3. By providing yoga therapy to clients as a yoga therapist or yoga instructor
Some OTs may provide yoga services outside of insurance regulation and outside of their license and thus would no longer be practicing occupational therapy. These therapists may be practicing as a yoga therapist, which is not subject to state licensing and regulations.
OT and Yoga Therapy
Yoga therapy is a broad term that has emerged over the past 100 years to denote the specific use of yoga to meet a health goal related to physical, psychological, emotional or spiritual stress, pain, or trauma. A person may be taught specific asanas, breathing techniques, pranayama, meditation, yoga philosophy, spiritual or psychological counseling, chanting, imagery, prayer, or ritual to reach their health and wellness goals.
Yoga therapy may be used to denote yoga used as a treatment technique within occupational therapy. As mentioned above, OTs may also pursue this as a separate practice.
OT and Adaptive Yoga
Adaptive yoga teaches universal principles of yoga that are accessible to all students, with any body type, age, ability or health condition.
Modifying activities for clients to be successful and more fully independent is an integral part of training for occupational therapists. An occupational therapist may use props such belts, blankets, bolsters, and chairs to help modify the poses for clients. Again, an occupational therapist may utilize adaptive yoga within an occupational therapy session.
Client Story with Yoga and OT
Mandy Lubas, OTR/L, RYT, AWC is an Ayurvedic Wellness Counselor who integrates yoga and Ayurveda into her OT scope of practice. She shares her experience of incorporating yoga into her OT practice
“Because of my educational background in Occupational Therapy, I have a unique perspective and interpretation of yogic philosophy that benefits my patients. For example, if I see someone with a physical injury suffering with physical pain and emotional trauma who can no longer participate fully and optimally in their daily lives such as playing sports, home management tasks, or engage in their work/play life balance, I am able to utilize specific frames of reference I have learned from OT school. I can combine sensory integration, biomechanics, Cognitive Behavioral Therapy, Model of Human Occupations (MOHO) with a traditional yoga practice to improve their function and participation in their daily occupations.

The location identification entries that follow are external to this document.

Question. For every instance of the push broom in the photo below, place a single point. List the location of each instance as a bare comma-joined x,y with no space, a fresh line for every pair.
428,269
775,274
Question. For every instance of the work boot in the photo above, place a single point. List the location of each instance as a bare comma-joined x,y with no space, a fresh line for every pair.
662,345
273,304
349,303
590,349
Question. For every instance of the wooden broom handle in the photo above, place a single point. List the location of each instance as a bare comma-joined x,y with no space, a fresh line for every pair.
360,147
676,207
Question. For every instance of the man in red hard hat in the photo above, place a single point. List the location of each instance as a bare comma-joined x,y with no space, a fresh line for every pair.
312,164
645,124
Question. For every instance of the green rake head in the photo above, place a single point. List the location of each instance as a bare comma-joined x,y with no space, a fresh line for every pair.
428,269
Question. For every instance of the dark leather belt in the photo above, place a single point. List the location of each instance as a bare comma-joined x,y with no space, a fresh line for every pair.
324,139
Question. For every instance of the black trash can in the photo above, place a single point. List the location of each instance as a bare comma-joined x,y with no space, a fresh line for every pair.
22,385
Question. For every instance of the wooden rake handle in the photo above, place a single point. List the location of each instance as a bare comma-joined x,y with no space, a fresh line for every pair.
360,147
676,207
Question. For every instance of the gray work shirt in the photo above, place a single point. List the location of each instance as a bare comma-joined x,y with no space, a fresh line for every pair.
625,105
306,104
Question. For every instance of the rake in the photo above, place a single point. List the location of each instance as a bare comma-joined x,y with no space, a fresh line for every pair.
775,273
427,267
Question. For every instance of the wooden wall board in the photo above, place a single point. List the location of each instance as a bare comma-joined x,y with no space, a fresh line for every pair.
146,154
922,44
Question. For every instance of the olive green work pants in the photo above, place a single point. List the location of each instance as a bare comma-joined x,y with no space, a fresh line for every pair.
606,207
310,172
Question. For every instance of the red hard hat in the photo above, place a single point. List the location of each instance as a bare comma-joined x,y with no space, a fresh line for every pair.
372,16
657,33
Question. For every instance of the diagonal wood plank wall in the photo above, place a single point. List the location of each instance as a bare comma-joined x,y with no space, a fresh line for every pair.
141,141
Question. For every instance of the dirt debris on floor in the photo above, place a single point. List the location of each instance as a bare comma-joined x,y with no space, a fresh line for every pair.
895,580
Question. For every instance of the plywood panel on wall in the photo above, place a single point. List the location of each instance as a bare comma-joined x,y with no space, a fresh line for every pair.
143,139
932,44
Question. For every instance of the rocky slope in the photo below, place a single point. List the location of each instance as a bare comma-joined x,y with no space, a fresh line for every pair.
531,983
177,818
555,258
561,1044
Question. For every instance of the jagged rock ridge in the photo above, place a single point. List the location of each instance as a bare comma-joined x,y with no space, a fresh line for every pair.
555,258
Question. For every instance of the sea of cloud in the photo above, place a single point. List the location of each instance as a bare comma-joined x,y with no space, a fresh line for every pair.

Planning out a yoga class sequence is so much easier as an OT because we know the body so well and we’re able to work at so many levels based on medical/scientific approaches while combining them with eastern yogic philosophy practices. Our training in reflexes and reflex integration allows us to adapt a combined yoga and OT practice to those with disabilities and those without.
Adding knowledge of OT to a yoga practice can heighten yoga even more. For example, I worked with sand bags during my yoga training, unprompted by my yoga teacher, because through my OT training I knew this would improveproprioception; providing information to your body so it knows where it is in space for individuals with poor body awareness. I have had patients who could not stand when they first came to me and through a combined yoga-OT practice they have vastly improved their standing or sitting balance.
I worked with a client who experienced three seizures a night over a 10-year period along with regular panic attacks. He was on seizure medication but continued to have seizures despite it. I instructed him to practice daily affirmations and chanting to start. He practiced these nightly and did a yoga pose, Viparita Karani, commonly known as “feet-up-the-wall.” After six treatment sessions, he was no longer experiences either the panic attacks or seizures. He developed clarity of mind that he did not have before allowing him to sleep longer at night and safely drive longer distances.”